Zo moeten bijvoorbeeld bij de omzetting van gewone aandelen in preferente aandelen, gewone aandelen zijn uitgegeven aan een ander (artikel 35c, vierde lid, onderdeel b, van de Successiewet en artikel 8, derde lid, onderdeel b, van de Uitvoeringsregeling). De verkrijger van de (indirect gehouden) preferente aandelen moet ten tijde van de verkrijging reeds voor ten minste 5% van het geplaatste kapitaal aandeelhouder zijn van die nieuw uitgegeven aandelen (artikel 35c, vierde lid, onderdeel d, van de Successiewet en artikel 8, derde lid, onderdeel d, van de Uitvoeringsregeling).
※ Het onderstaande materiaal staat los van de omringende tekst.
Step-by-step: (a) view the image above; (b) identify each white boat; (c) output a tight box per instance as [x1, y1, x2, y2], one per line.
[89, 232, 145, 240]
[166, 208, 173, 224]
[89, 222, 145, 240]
De verkrijger van de preferente aandelen hoeft dus niet bij de omzetting al te voldoen aan het 5%-vereiste. Als de verkrijger ooit wel voldeed aan het 5%-vereiste, maar ten tijde van de verkrijging niet meer, dan is niet voldaan aan de vereisten.
Voor de verkrijger van indirecte preferente aandelen is de tekst van artikel 8, derde lid, onderdeel d, van de Uitvoeringsregeling van belang. De verkrijger mag de nieuwe gewone aandelen, die bij de omzetting van gewone aandelen in preferente aandelen zijn uitgegeven, direct of indirect houden.
Voor de directe preferente aandelen is bepaald dat de verkrijger aandeelhouder is van de bij de omzetting nieuw uitgegeven gewone aandelen (artikel 35c, vierde lid, onderdeel d, van de Successiewet). Het is echter geen bezwaar als de verkrijger de aandelen indirect houdt. Artikel 35c, vierde lid, onderdeel d, van de Successiewet, kan dus zo worden gelezen dat de verkrijger van de preferente aandelen reeds voor ten minste 5% van het geplaatste kapitaal direct of indirect aandeelhouder is van gewone aandelen als bedoeld in onderdeel b.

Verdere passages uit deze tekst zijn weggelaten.